Approximate Distance Oracles with Improved Preprocessing Time

TL;DR

This paper introduces improved algorithms for constructing approximate distance oracles in graphs, significantly reducing preprocessing time while maintaining accuracy, especially for larger graphs and specific parameters.

Contribution

It presents new approximate distance oracles with faster preprocessing times that surpass previous bounds for a wide range of parameters, under certain conjectures.

Findings

Breaks quadratic preprocessing time bound for k ≥ 6

Improves Thorup and Zwick's time bound for dense graphs

Achieves near-optimal performance under girth conjecture

Abstract

Given an undirected graph $G$ with $m$ edges, $n$ vertices, and non-negative edge weights, and given an integer $k\geq 1$, we show that for some universal constant $c$, a $(2k-1)$-approximate distance oracle for $G$ of size $O(kn^{1 + 1/k})$ can be constructed in $O(\sqrt km + kn^{1 + c/\sqrt k})$ time and can answer queries in $O(k)$ time.

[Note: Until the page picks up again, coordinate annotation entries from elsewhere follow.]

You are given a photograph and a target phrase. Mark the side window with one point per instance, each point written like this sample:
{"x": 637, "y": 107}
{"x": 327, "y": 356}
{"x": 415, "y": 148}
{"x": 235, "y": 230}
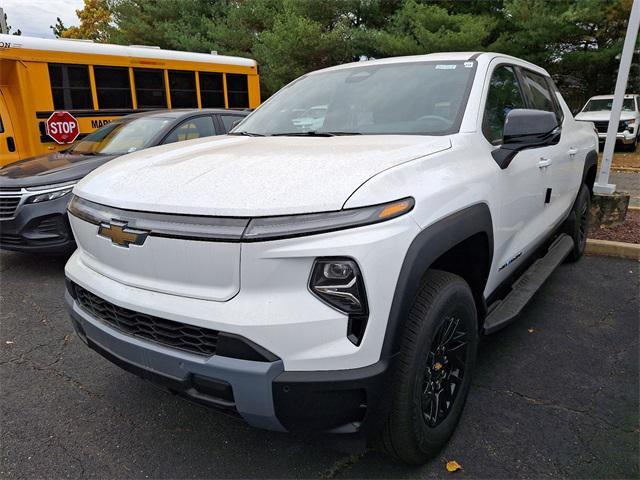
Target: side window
{"x": 237, "y": 90}
{"x": 182, "y": 86}
{"x": 113, "y": 87}
{"x": 503, "y": 96}
{"x": 211, "y": 90}
{"x": 150, "y": 91}
{"x": 539, "y": 95}
{"x": 70, "y": 87}
{"x": 229, "y": 120}
{"x": 193, "y": 128}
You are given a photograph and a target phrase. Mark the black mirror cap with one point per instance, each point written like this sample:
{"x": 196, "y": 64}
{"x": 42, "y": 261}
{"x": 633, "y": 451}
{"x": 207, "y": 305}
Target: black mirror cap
{"x": 525, "y": 128}
{"x": 524, "y": 125}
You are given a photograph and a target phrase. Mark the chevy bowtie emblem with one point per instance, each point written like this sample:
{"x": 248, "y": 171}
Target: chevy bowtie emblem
{"x": 121, "y": 235}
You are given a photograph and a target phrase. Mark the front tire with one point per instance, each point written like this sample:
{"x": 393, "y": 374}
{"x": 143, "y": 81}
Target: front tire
{"x": 579, "y": 226}
{"x": 434, "y": 369}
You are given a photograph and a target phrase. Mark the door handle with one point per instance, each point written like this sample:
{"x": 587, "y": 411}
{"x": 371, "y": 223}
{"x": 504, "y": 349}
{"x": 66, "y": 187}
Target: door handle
{"x": 544, "y": 162}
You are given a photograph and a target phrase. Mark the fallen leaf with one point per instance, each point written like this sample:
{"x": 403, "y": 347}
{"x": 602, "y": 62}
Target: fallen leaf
{"x": 453, "y": 466}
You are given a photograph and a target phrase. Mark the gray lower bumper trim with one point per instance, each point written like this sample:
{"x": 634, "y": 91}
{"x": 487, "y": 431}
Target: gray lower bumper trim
{"x": 251, "y": 381}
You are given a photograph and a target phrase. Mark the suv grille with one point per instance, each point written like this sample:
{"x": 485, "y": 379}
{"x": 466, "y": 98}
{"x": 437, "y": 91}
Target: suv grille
{"x": 8, "y": 206}
{"x": 201, "y": 341}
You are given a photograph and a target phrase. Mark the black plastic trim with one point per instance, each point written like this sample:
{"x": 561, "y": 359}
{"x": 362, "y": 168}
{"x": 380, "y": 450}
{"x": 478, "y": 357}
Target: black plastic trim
{"x": 337, "y": 401}
{"x": 428, "y": 245}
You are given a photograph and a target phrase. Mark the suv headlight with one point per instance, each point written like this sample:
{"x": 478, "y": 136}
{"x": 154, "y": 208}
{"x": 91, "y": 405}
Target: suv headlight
{"x": 338, "y": 283}
{"x": 49, "y": 192}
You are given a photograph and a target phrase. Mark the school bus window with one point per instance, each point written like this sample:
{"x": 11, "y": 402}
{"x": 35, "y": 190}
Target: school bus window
{"x": 182, "y": 86}
{"x": 149, "y": 88}
{"x": 70, "y": 87}
{"x": 211, "y": 90}
{"x": 237, "y": 90}
{"x": 113, "y": 87}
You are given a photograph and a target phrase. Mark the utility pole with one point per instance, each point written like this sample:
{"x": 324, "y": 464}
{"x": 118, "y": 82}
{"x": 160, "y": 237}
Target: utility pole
{"x": 3, "y": 23}
{"x": 602, "y": 186}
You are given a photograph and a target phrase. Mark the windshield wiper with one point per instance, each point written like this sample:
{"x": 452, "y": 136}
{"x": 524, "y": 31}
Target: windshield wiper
{"x": 313, "y": 133}
{"x": 247, "y": 134}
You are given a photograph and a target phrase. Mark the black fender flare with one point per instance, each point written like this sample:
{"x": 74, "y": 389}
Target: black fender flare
{"x": 427, "y": 247}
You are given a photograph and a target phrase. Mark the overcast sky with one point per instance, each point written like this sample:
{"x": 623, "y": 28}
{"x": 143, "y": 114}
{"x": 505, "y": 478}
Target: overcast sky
{"x": 33, "y": 17}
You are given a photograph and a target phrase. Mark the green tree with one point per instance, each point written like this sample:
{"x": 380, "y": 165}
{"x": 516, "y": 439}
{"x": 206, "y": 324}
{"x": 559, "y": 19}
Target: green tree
{"x": 95, "y": 22}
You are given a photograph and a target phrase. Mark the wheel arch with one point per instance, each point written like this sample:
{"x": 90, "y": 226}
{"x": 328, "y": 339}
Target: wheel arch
{"x": 449, "y": 244}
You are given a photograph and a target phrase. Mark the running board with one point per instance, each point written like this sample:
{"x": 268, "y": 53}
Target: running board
{"x": 506, "y": 310}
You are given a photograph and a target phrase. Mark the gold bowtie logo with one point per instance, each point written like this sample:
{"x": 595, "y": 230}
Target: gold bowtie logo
{"x": 121, "y": 235}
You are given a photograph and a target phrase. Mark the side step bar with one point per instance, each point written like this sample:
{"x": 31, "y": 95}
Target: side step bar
{"x": 504, "y": 311}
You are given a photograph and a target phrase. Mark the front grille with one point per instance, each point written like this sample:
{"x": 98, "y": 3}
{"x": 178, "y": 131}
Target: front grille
{"x": 201, "y": 341}
{"x": 8, "y": 206}
{"x": 602, "y": 126}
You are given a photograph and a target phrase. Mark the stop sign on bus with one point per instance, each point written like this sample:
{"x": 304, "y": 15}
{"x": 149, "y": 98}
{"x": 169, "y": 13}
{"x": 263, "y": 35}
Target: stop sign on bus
{"x": 62, "y": 127}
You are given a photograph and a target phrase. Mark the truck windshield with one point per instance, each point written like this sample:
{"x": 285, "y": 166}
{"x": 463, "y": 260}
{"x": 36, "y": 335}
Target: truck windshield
{"x": 604, "y": 105}
{"x": 120, "y": 137}
{"x": 418, "y": 98}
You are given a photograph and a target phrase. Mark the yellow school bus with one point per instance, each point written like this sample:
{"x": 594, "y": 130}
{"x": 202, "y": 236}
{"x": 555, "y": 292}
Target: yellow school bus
{"x": 97, "y": 83}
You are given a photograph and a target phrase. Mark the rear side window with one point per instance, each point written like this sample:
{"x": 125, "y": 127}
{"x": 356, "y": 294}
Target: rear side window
{"x": 198, "y": 127}
{"x": 70, "y": 87}
{"x": 504, "y": 95}
{"x": 237, "y": 90}
{"x": 229, "y": 120}
{"x": 539, "y": 94}
{"x": 150, "y": 91}
{"x": 211, "y": 90}
{"x": 182, "y": 86}
{"x": 113, "y": 87}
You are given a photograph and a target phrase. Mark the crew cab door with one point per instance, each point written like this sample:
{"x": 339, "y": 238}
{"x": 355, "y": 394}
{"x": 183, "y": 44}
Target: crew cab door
{"x": 8, "y": 147}
{"x": 565, "y": 170}
{"x": 521, "y": 187}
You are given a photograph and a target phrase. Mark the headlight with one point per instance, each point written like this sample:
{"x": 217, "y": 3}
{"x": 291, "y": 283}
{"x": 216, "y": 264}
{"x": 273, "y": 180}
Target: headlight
{"x": 43, "y": 197}
{"x": 271, "y": 228}
{"x": 338, "y": 283}
{"x": 240, "y": 229}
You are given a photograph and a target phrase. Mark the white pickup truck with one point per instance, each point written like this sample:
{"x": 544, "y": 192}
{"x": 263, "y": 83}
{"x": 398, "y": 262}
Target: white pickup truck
{"x": 339, "y": 278}
{"x": 598, "y": 110}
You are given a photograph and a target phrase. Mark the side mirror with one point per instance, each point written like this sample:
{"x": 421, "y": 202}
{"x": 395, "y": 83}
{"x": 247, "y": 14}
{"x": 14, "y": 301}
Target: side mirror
{"x": 524, "y": 129}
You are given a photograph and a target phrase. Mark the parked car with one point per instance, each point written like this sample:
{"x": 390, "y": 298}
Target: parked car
{"x": 598, "y": 110}
{"x": 34, "y": 193}
{"x": 338, "y": 279}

We also give an oracle which is faster for smaller $k$. Our results break the quadratic preprocessing time bound of Baswana and Kavitha for all $k\geq 6$ and improve the $O(kmn^{1/k})$ time bound of Thorup and Zwick except for very sparse graphs and small $k$. When $m = \Omega(n^{1 + c/\sqrt k})$ and $k = O(1)$, our oracle is optimal w.r.t.\ both stretch, size, preprocessing time, and query time, assuming a widely believed girth conjecture by Erd\H{o}s.